Laatste wapenfeit: met mijn partner, in de keuken, op het aanrecht, géén spontane vrijpartij, maar de Mac opengeklapt naast de spoelbak, even kijken of die kouwe soep nou Gazpacho of Carpaccio heet (altijd in de war). Okay, ik geef 't toe, er zijn wel serieuzere zaken en momenten waarop je draadloos Internet kan gebruiken, maar dit staaltje van huishoudelijk gemak is toch geen schande ?
Het installeren van de AirPort is ook een fluitje van een cent. Hoewel, met ADSL moet je bij enkele providers een trucje flikken, maar dat is ook niets om wakker van te liggen. Er borrelde wel een ander griezelig idee in mijn brein naar boven: de buren ! Stel je voor, zij hebben ook een iBook of PowerBook met AirPort, dan, dan...

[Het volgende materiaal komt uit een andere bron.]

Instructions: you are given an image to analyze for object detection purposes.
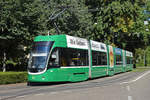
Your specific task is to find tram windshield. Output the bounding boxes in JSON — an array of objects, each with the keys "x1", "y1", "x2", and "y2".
[{"x1": 28, "y1": 41, "x2": 54, "y2": 73}]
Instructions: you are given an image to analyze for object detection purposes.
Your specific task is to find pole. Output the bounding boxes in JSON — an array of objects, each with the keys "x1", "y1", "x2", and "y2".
[
  {"x1": 53, "y1": 21, "x2": 60, "y2": 34},
  {"x1": 3, "y1": 51, "x2": 6, "y2": 72},
  {"x1": 88, "y1": 40, "x2": 92, "y2": 78}
]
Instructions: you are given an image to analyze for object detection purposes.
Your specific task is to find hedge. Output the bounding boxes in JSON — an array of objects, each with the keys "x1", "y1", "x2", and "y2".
[{"x1": 0, "y1": 72, "x2": 27, "y2": 85}]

Geen nood - snel een wachtwoord aan het netwerk gehangen; niks meer te vrezen
Maar mijn angstvallige idee wordt hier en daar werkelijkheid.
In enkele metropolen zijn al 'verklikkers' die met krijt op stoepen en muren tekens kalken, die aangeven waar en hoe je op een onbeveiligd "WiFi"-netwerkje kan inloggen en vanaf de straat kan meesurfen. In de Tweede Wereldoorlog gebruikte de Londense bevolking ook al tekens die aangaven waar je gratis voedsel kon krijgen, zodat het schaarse voedsel alleen door 'insiders' werd gevonden en verdeeld.
Warchalking heette dat toen - en heet het nu wederom (zie ook deze
cartoon). Maar nu zijn het bedrijven wiens netwerk (al dan niet bewust) open wordt gesteld voor passanten die even willen mailen, surfen of chatten. Café's, hotel-lobby's, winkels, allerlei locaties en initiatieven omarmen de WiFi-standaard (waar AirPort ook onder valt) en laten je draadloos on-line.